TUĞÇE KAŞ/ İZ GAZETE- BİRLEŞMİŞ Milletler’in 1989 yılında imzaladığı Çocuk Hakları Sözleşmesi’yle 20 Kasım ‘Dünya Çocuk Hakları Günü’ olarak kabul edildi. Sözleşmeyle dünya genelinde çocukların maruz kaldığı hak ihlallerinin gündeme getirilmesi amaçlandı. Türkiye’nin de imzaladığı sözleşme, en fazla sayıda imzalanan ve en kısa sürede yürürlüğe giren uluslararası belge olma özelliğine sahip. Dünya genelinde çocukların yaşadıkları zorlukları ve özellikle salgın döneminde artan hak ihlallerini göz önüne alarak Saadet Öğretmen Çocuk İstismarı ile Mücadele Derneği’nin (UCİM)gönüllü avukatlarından Zeynep İrem Durmaz’la konuştuk. Çocuk haklarını insan haklarından ayıran noktaları anlatarak sözlerine başlayan Zeynep İrem Durmaz, “Çocuk haklarını insan haklarının alt başlığı olarak alabiliriz. Bu hakların insan haklarından ayrılmasının sebebi, özellikle 2. Dünya Savaşı’ndan sonra yaşanan ekonomik krizle birlikte çocukların ağır işlerde çalıştırılmaya başlaması v e onların da ayrı haklara sahip olması gerektiğinin gündeme gelmesidir. Bununla o dönemden itibaren birtakım yasal düzenlemeler yapılmıştır. Çocuk Hakları Sözleşmesi’nin tanınır hâle gelmesiyle birlikte de diğer ülkelerin iç hukukunda uygulanmaya başladı. Çocuk Hakları alanı hâlâ gelişmeye ve evrilmeye devam ediyor” dedi.

‘EKSİKLERİMİZ VAR’

 Türkiye’nin de imzacısı olduğu Çocuk Hakları Sözleşmesi’ni uygulanabilirlik açısından değerlendiren Durmaz, “Çocuk Hakları Sözleşmesi iç hukukumuzdaki kanunların ve yönetmeliklerin temelini oluşturmaktadır. Bu sözleşme dünyada en çok tarafa sahip sözleşmedir. Ülkemiz de belli maddelerine çekince koyarak bu sözleşmeye imzacı olmuştur. Ancak kendi iç hukukunu da buna uygulamıştır. Mevzuat olarak birtakım yasal düzenlemelere sahip olsak da uygulanabilirlik açısından eksiklerimiz var. Sözleşme içerisinde şemsiye haklar olarak adlandırılan temel haklar da mevcut. Çocukların yaşama, sağlık, eğitim ve ifade özgürlüğü gibi hakları sözleşmede yer almaktadır. Türk Ceza Kanunu’muzda da temel haklara sahibiz ancak uygulayıcıların yetersiz kaldığı durumlarla da karşılaşabiliyoruz. Kanunlarımız düzgün ama uygulayıcılar açısından eksik kalabiliyoruz. Bu durum da çocuk hakları alanında ihlallerin yaşanmasına sebep olabiliyor. Ekonomik sıkıntılar, ailelerin eğitim düzeyi gibi birçok konu çocuk istismarının sebebi olabiliyor. Devlet bu konudaki koruma yükümlülüğünü elbette yerine getiriyor. Ancak sayı çoğaldıkça zorlaşabiliyor. Bu zincir içerisinde yer alan ve çocuklarla ilgilenen psikologun, savcının ya da avukatın da konu hakkında bilgisi oldukça önemlidir” dedi.
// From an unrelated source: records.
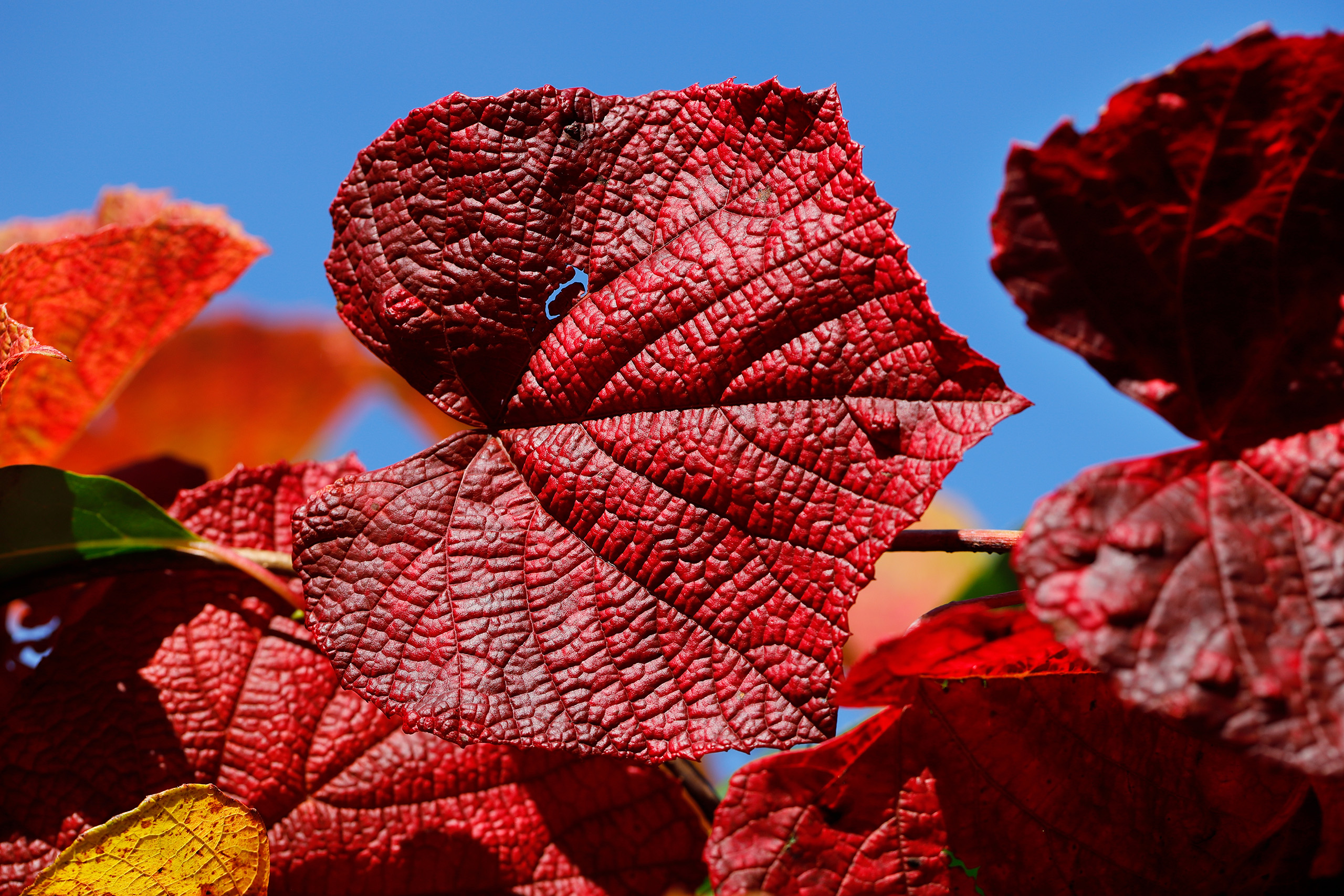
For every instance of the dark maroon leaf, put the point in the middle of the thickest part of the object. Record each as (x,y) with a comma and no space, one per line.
(685,475)
(160,479)
(1040,782)
(1191,245)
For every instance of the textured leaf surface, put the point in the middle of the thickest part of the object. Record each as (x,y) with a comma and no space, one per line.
(1043,784)
(1191,246)
(1213,590)
(105,291)
(686,472)
(252,507)
(18,343)
(194,676)
(186,841)
(260,393)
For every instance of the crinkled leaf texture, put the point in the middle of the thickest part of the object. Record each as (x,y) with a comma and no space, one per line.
(1191,248)
(1191,245)
(187,841)
(1028,773)
(195,676)
(686,473)
(18,343)
(105,289)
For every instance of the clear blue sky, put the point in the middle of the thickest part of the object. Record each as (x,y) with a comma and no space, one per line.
(262,107)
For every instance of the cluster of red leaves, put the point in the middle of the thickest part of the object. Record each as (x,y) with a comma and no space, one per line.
(1191,248)
(1006,755)
(193,675)
(683,475)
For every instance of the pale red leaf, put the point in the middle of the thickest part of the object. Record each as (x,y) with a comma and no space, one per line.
(107,294)
(1211,589)
(195,676)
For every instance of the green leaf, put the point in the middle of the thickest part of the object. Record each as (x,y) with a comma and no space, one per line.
(996,578)
(54,519)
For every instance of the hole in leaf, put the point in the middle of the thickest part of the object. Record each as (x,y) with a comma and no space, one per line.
(563,297)
(14,618)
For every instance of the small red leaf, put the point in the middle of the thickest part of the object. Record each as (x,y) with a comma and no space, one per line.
(1038,784)
(984,638)
(253,505)
(193,676)
(686,473)
(1210,589)
(1191,245)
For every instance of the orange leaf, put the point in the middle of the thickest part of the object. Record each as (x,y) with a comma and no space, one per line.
(257,394)
(105,289)
(185,841)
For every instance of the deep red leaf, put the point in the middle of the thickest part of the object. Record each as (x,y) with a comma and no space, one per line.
(685,476)
(1042,784)
(1191,245)
(193,675)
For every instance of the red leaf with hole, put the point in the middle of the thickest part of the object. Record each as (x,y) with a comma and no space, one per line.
(194,676)
(1191,245)
(685,473)
(1191,248)
(1041,782)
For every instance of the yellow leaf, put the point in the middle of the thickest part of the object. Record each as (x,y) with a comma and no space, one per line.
(186,841)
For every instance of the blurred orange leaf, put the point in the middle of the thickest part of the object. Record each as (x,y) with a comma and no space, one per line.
(257,394)
(105,289)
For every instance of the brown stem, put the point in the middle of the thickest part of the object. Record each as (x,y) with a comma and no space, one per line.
(698,787)
(982,541)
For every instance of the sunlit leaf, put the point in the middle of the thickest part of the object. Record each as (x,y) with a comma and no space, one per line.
(686,471)
(202,676)
(1007,765)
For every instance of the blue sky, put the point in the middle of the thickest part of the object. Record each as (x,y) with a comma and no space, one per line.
(261,107)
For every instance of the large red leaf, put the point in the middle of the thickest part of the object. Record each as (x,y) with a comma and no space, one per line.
(105,289)
(685,473)
(1191,245)
(1031,774)
(193,676)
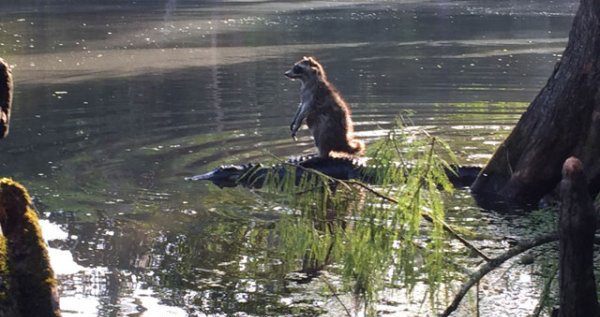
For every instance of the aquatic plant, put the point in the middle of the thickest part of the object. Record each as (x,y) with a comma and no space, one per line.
(394,233)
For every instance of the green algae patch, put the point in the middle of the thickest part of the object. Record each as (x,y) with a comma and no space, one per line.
(24,262)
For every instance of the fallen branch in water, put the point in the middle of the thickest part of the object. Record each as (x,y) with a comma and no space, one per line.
(495,262)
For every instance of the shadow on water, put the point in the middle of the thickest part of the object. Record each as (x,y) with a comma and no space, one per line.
(116,104)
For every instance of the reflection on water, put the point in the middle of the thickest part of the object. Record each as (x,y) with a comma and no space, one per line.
(117,103)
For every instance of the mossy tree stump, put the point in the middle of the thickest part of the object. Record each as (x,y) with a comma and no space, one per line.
(27,283)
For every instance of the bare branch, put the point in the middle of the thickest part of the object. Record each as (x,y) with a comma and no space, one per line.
(521,247)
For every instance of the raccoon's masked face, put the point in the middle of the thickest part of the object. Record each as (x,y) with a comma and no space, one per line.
(302,70)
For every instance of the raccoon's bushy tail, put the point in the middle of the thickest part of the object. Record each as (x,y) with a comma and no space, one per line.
(355,147)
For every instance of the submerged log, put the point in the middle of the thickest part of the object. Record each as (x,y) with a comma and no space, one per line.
(253,175)
(577,224)
(27,283)
(5,97)
(563,120)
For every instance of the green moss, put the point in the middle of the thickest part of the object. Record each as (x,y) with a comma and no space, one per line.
(31,282)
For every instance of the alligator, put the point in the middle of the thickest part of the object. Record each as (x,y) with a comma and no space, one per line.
(253,175)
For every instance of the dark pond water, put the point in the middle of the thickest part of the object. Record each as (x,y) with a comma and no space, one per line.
(117,103)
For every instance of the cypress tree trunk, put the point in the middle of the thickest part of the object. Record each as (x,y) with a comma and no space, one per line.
(562,121)
(5,97)
(577,224)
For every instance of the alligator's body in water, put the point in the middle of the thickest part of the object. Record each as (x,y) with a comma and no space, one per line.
(253,175)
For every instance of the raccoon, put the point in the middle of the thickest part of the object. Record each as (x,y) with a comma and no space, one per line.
(327,114)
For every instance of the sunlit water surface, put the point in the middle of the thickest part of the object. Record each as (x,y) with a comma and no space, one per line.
(116,104)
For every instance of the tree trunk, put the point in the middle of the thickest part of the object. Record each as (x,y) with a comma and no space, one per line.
(577,224)
(563,120)
(5,97)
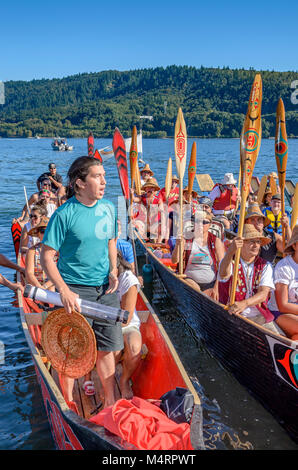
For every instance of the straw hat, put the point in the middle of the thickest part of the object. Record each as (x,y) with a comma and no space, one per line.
(229,179)
(250,232)
(151,183)
(147,168)
(69,343)
(254,211)
(42,224)
(294,238)
(194,193)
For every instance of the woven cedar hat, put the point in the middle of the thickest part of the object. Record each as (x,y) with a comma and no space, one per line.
(194,193)
(294,238)
(69,343)
(250,232)
(147,168)
(42,224)
(254,211)
(151,183)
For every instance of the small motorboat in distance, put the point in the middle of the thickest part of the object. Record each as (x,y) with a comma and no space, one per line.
(61,145)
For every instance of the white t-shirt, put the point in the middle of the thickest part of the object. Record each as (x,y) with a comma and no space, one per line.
(126,280)
(266,280)
(286,272)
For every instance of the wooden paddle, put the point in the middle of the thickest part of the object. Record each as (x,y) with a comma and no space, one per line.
(121,161)
(90,145)
(281,155)
(192,167)
(262,189)
(205,182)
(250,145)
(180,143)
(294,208)
(168,182)
(133,155)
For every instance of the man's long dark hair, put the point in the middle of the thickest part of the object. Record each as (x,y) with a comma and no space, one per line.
(79,169)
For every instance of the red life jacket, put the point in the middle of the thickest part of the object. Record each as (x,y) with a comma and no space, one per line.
(211,247)
(227,199)
(241,289)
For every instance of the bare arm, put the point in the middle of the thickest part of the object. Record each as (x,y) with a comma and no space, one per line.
(113,276)
(68,298)
(282,299)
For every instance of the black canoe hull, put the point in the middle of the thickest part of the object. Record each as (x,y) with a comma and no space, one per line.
(261,361)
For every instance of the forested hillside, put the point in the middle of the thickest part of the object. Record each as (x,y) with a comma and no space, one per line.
(214,102)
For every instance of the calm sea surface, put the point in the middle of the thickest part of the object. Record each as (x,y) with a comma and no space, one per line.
(233,419)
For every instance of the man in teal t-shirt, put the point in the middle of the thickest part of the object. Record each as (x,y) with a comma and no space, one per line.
(83,231)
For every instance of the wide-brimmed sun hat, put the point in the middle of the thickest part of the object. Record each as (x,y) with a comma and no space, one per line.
(228,179)
(151,183)
(294,238)
(254,210)
(147,168)
(69,343)
(251,233)
(42,224)
(194,193)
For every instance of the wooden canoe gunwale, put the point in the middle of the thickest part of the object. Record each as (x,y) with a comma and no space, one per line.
(239,344)
(90,436)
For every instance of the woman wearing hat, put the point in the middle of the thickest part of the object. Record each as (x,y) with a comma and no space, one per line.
(276,217)
(284,303)
(35,274)
(146,173)
(224,196)
(255,216)
(151,210)
(255,278)
(202,253)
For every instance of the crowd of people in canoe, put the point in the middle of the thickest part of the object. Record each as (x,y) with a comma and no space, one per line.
(71,241)
(267,287)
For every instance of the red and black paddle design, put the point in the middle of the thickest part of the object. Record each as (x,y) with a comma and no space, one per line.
(90,143)
(16,230)
(121,161)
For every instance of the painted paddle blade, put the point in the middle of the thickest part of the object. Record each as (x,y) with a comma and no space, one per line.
(97,155)
(121,161)
(133,155)
(251,133)
(90,145)
(168,183)
(281,144)
(180,143)
(250,142)
(16,231)
(294,215)
(192,167)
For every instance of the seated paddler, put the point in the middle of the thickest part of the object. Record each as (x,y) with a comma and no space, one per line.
(254,280)
(202,253)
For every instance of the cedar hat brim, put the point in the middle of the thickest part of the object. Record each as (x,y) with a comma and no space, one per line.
(69,343)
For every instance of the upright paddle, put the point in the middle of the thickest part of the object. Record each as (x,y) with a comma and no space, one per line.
(192,167)
(168,182)
(294,208)
(121,162)
(90,145)
(281,155)
(180,143)
(133,156)
(250,142)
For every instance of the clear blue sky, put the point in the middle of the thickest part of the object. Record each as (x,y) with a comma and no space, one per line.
(57,39)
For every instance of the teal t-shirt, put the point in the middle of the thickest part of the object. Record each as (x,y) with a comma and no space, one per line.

Salgın nedeniyle çocukların içinde bulunduğu çoğu sorunun artış gösterdiğini, uzaktan eğitimle birlikte de çocuk iş gücünün arttığını söyleyen Durmaz, “Kovid19 salgınıyla birlikte çocuklar yüz yüze eğitimden mahrum kaldı. Herkes internet üzerinden eğitime erişim sağlamaya çalıştı. Ancak interneti, tableti ya da gerekli ekipmanı olmayan çocuklarımız online olarak eğitim alamadılar. Çocuğun eğitim alması ders olarak algılanmamalıdır. Çocukların okulda arkadaşlarıyla vakit geçirmesinden oynadığı oyun ve yaptığı spora kadar her şey eğitimin bir parçasıdır. Yaklaşık bir buçuk yıllık zaman dilimi, gelişmekte olan çocuk için önemli bir kayıptır. Bu zaman içerisinde öğrenemediklerini ileride zor telafi edecekler. Psikolojik boyutunu ayrı yere koyuyorum. Bu yüzden de çocuklar salgın döneminde gelişimlerine uygun olmayan işlerde çalışmaya başladılar. TÜİK, 2019 yılında yayınladığı verilerde 720 işçi çocuğun olduğunu açıkladı. Ancak günümüzde güncel verilere sahip değiliz” diye konuştu. ‘Çocuk emeğinin sömürülmesini doğru bulmuyoruz’ diyen Durmaz, kanun içerisindeki düzenlemelere de değinerek, “Yetişkinlerin sözleşmeli bir çalışan olarak işi ifa etme yükümlülükleri vardır. İç hukukumuza göre 18 yaşını tamamlamamış her birey çocuktur. İş Kanunu’na göre; 15 yaşını doldurmamış çocukların çalıştırılamayacağı hükmü vardır. Ancak istisnai olarak 14 yaşını tamamlayıp, zorunlu eğitim hakkından mahrum bırakılmayarak, kendi fiziksel ve bilişsel uygun olarak hafif işlerde çalıştırılabilir ibaresiyle çocuk işçi ayrımı yapılmıştır” açıklamasında bulundu.

‘STK’LAR DESTEKLEMELİ’

Çocuk hakları alanında az sayıda çalışma yapıldığını söyleyen Durmaz, “Kadın hakları konusunda STK’ların gücü gözle görülebiliyor. Kadınlar da uğradıkları haksızlıklara karşı sesini çıkarıyor. Çocukların da uğradıkları her türlü haksızlığa karşılık seslerini duyurması için STK’lar tarafından desteklenmelidir. Bu noktada sivil toplum kuruluşları olarak çocukların haklarının kuvvetlendirilmesi için çalışmalar yapmalıyız” dedi.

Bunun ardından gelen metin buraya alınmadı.